Meanwhile the money Wolanski had given them was running out. The island of Sardinia

had proved to be far from cheap. Eventually they decided to sell the van since living in it had become unbearable, it was so hot and constantly burning petrol by using the air conditioner was getting too expensive. They made a serious loss on the sale of the van, but they didn’t really have any options. They moved into a budget hotel three hundred meters from the cigar shop and hired a cheap scooter for operational movements around the island.

Their frustration and despair would have overflowed long ago, but after the van, living in a cheap little hotel seemed almost like heaven. The relaxing atmosphere of the cozy Italian island also helped keep their dark forebodings at bay. Their evening walks immediately after the cigar shop closed would beat any psychiatrist treating an onslaught of a depression. Every morning and every evening Isaac jogged five kilometers to the sports ground where he worked out for an hour and then ran back. A little more of that and he would have to buy new clothes again.

Days were exhausting, but evenings after the shop closed was when they could walk to

the port or take a swim, and that inspired them with hope for the next day. The backdrop of luxury yachts and laid-back people had a calming effect on them. Now and again Bikie picked up another female tourist, while Isaac and Michelle exchanged phone calls and messages more and more often. He lied to her, saying that Bikie and he were already in Palermo, fearing that Michelle might decide to come to Sardinia. She probably had loads of friends here. He really did not want her to know that Bikie and he were living in a two-star hotel with a communal shower and a kitchen in the corridor. After Wolanski’s villa, his room seemed like the ultimate slum.

After all, the womanizer Bikie had been right. After Isaac’s promising start with

Michelle, the involuntary separation only enflamed their mutual feelings. This was especially true with Michelle, who was accustomed to men being willing to drop everything for her sake.

The mysterious Isaac had gone zooming off on his own business for nearly a month which made him all the more interesting in her eyes. And what sort of business he had was a mystery too, but he obviously didn’t look like a criminal or a scam artist. No matter how hard she tried to find out

where he was and what he was doing, she got nowhere. Nothing but excuses and evasive explanations.

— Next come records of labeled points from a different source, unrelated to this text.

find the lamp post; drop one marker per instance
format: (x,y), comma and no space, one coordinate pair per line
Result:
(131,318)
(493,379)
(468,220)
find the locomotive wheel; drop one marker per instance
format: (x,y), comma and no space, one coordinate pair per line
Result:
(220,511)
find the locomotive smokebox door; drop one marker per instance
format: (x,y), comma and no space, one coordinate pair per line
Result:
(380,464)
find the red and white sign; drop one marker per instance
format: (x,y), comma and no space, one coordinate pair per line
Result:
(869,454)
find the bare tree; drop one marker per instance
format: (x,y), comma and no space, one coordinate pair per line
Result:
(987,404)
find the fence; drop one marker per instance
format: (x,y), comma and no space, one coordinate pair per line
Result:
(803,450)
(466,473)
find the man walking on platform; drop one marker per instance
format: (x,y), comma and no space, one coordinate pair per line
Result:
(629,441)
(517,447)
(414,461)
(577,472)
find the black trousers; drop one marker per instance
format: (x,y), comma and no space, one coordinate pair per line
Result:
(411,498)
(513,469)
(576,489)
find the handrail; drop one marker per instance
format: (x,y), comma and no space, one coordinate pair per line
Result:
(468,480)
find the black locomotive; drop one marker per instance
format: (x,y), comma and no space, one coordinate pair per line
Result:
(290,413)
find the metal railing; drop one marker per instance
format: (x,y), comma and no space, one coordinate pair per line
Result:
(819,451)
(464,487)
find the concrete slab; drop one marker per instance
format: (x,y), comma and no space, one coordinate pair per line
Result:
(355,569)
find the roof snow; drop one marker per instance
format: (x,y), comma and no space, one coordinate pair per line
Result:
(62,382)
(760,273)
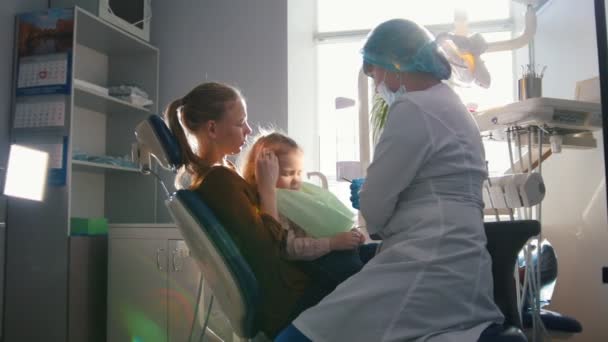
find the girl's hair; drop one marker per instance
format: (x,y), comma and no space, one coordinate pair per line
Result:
(277,142)
(185,116)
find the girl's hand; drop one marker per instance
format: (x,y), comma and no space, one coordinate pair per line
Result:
(345,241)
(267,171)
(361,235)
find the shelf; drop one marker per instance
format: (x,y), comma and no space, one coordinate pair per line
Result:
(81,165)
(90,99)
(99,35)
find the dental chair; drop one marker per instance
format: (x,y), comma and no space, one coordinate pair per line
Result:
(224,269)
(505,240)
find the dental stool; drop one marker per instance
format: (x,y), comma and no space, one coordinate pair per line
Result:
(558,326)
(505,240)
(224,269)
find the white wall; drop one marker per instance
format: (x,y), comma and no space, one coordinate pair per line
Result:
(574,210)
(301,68)
(240,42)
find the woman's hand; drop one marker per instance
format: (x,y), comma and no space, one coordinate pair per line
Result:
(267,171)
(345,241)
(266,174)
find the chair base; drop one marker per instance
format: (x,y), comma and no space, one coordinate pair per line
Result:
(500,333)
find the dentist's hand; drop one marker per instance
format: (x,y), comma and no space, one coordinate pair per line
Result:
(345,241)
(355,187)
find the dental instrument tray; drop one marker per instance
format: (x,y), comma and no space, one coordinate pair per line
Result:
(555,115)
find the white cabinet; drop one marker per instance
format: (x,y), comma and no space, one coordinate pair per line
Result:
(153,285)
(53,109)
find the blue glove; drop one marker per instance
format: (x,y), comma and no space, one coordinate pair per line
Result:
(355,187)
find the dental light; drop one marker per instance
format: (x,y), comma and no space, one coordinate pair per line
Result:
(464,52)
(26,173)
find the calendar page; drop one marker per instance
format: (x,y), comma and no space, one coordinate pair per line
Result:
(45,73)
(50,113)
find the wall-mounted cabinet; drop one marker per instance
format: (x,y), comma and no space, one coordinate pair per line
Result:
(65,60)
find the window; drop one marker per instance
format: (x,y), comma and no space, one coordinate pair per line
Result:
(338,62)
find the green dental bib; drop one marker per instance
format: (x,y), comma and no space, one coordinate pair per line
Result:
(316,210)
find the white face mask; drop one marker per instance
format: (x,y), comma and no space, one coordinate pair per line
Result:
(389,96)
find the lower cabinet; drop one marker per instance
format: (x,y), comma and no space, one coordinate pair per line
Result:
(153,286)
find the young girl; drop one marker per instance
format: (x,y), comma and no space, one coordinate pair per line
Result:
(332,258)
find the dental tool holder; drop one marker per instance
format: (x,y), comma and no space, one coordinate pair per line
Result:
(513,191)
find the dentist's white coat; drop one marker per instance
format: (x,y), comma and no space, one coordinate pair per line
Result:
(432,279)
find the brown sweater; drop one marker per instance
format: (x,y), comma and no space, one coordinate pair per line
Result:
(261,241)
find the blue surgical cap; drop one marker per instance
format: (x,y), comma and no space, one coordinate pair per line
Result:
(400,45)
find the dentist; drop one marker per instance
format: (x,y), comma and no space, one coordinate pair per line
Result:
(431,280)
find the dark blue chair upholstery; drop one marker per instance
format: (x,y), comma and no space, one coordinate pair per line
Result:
(505,240)
(167,140)
(226,272)
(234,262)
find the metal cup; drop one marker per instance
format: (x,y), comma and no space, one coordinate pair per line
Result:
(529,87)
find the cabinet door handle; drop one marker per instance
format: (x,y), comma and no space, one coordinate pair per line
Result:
(158,261)
(175,255)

Isaac was not glad to be stuck on the damned island either. From what the doctors said, Vicky was improving, but there was still no question of recovery without surgical intervention.

He wanted to see Michelle really badly but then he would have had to tell her everything and he couldn’t. It would be bad for the cause, and there was no point in putting the girl to unnecessary risk.

Isaac phoned Vicky’s hospital too having to explain every time that he was her brother, gradually returning him to that role for real, so he decided that his temporary lust for her was a result of stress and purely brotherly concern. Apart from everything else, getting to know Michelle has been very timely in that way too.

Still there was this one detail that was bothering commissioner Pellegrini, and he called back in the Monaco branch of Collective Mind to find out what the board that had disappeared consisted of. The system administrator, now fit and well, told him that the most valuable part lost was a memory card, something that really ought to have been backed up constantly, but the instructions were not to do that, in order to protect from copies being made of the classified data base. Pellegrini frowned with the man’s ability to bore one to death with his work talk, thanked him for assisting the police and hung up without waiting for more explanations. Pellegrini hated people who talked too much and off the point, in fact he was afraid of them. That was just about all that he feared in life.

As an experienced army officer, he had been through a lot and had a reduced sense of

fear. The commissioner had also conducted hostage negotiations at least three times, all of them successful. Even though the last time, the success was relative – he had to shoot the hostage-taker in front of a young teenager. After talking the perpetrator into losing his guard with a promise to meet his conditions and go even further, Pellegrini put a bullet through his head. It was perfectly legal since the criminal was using the kid as a human shield threatening to kill him.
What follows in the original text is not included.